Some of the tools I worked on were basic, but significantly reduced manual input. Others were more complex, and one even attempted to use graph theory to help detect surface tessellation errors.
Aerodynamic Optimization
The aerodynamic optimization of the R18 led to some highly complex body surfaces. While my involvement was small, I got to learn a vast amount about practical aerodynamics and how to manipulate air flows.
This section exemplifies some of the bodywork complexity arising from collective optimization efforts.
The 2015 and 2016 R18 were unique in that they allowed a high flow rate of air to pass through the car (rather than over).
Particularly, the 2016 had a raised skinny nose that produced a large open area above the front wing, maximizing air flow through the car. This potentially allows for more rear downforce to be produced, but could also add significant parasitic drag. Hence the complexity in some of the components normally hidden from sight.
Turning vanes take some of the turbulent air from the front wing, and push it out and away from the car. They also produce vortices that generate load (downforce) on the leading edge of the floor. More vortices meant more front downforce, but at the cost of sending turbulent air to the diffuser.
LMP1 cars at the time had complex hybrid systems, and were turbocharged on the Audi and Porsche. The engines had to reliably operate under race conditions for 24 hours. Therefore, engine cooling demands resulted in some unique design choices.

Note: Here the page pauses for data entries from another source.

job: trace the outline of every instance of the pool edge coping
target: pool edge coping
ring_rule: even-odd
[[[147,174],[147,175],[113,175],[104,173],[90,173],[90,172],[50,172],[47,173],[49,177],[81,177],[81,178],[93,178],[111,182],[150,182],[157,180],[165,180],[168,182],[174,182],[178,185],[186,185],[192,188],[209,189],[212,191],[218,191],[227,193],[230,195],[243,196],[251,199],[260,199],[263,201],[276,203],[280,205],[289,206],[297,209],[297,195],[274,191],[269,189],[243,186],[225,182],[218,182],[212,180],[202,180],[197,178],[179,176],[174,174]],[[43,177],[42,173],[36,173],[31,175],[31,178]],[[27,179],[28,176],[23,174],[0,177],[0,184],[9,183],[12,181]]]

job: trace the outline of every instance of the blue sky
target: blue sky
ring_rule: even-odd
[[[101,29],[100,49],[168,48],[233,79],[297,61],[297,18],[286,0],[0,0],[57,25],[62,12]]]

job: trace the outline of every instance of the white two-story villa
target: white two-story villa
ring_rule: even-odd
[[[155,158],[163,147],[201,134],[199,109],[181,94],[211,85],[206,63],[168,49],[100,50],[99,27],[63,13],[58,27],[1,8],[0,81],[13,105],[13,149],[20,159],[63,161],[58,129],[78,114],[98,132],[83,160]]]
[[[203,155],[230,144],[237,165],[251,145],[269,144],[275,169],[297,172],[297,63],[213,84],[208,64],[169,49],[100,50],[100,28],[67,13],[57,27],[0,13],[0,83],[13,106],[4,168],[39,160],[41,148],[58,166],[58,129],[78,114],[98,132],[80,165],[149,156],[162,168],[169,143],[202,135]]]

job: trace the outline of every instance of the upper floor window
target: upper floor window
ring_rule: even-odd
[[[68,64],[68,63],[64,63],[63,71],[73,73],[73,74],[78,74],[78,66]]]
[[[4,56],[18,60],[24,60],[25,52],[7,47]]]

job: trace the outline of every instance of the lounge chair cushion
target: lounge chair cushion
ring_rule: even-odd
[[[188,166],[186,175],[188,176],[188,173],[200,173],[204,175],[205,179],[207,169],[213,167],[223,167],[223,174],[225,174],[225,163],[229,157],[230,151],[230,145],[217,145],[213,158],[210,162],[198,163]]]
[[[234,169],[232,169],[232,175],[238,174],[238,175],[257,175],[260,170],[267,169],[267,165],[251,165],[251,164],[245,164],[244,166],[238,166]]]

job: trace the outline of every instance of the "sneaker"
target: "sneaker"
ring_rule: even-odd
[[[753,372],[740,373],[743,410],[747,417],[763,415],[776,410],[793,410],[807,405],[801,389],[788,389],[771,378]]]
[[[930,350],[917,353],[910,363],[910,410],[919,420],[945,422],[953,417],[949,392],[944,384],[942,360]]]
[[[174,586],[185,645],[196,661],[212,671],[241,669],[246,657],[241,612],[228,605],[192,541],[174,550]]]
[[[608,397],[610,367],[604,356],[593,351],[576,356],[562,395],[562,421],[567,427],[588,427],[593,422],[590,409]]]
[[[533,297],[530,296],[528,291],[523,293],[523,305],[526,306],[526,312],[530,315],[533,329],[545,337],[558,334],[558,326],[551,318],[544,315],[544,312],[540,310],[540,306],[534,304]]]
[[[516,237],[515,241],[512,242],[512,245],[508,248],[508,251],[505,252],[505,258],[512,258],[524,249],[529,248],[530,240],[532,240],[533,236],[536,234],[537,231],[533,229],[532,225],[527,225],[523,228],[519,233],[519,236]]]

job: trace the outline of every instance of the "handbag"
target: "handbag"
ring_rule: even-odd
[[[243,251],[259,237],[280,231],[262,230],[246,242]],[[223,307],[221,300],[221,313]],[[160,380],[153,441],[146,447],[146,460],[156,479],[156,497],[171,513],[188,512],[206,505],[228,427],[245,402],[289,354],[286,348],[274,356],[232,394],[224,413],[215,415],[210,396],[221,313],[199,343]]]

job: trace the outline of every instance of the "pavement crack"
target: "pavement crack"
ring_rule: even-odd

Moreover, the Mulsanne straight at Le Mans forces cars from 200+ mph into low speed cornering conditions. These demanding braking scenarios led to complex brake ducts similar to Formula 1.
Due to the VW diesel scandal and the high cost of LMP1, Audi raced its final season in 2016.
However, the 2017 car was rumored nearly complete. A scale wind tunnel model was photographed by former driver Lucas di Grassi. Plans for further increases in complexity are apparent.
Ontario Power Generation (2013-2014)
I began my career at Ontario Power Generation, working as an intern from May 2013 to June 2014. I was positioned at the Pickering Nuclear Generating Station.
My role was as a systems engineer for the plant’s automated security, working under the senior engineer responsible for the system.
The intrusion detection system was particularly complex, and offloaded large datasets for diagnostic purposes. I primarily developed code to analyze these datasets, and concatenate relevant metrics into regulatory reports. Security standards are set out by the Nuclear Regulatory Commission (NRC), and they require such reporting to ensure system reliability.
As part of the regulatory report, thousands of signals needed to be dissected, cleaned, and summarized. I completed the development of a VBA based tool that automated the regulatory reporting that is still in use today. I also wrote a user manual, and initiated procedures to permit the code to be used as an official company tool.
As a side benefit, I got to learn a lot about Nuclear Power and conventional steam cycles.
Driven by my curiosity, I used all the available plant drawings to create my own hand-drawn schematic of the major components in the plant’s Rankine cycle. Myself and several colleagues then used the schematic as a map to visit each component in-person.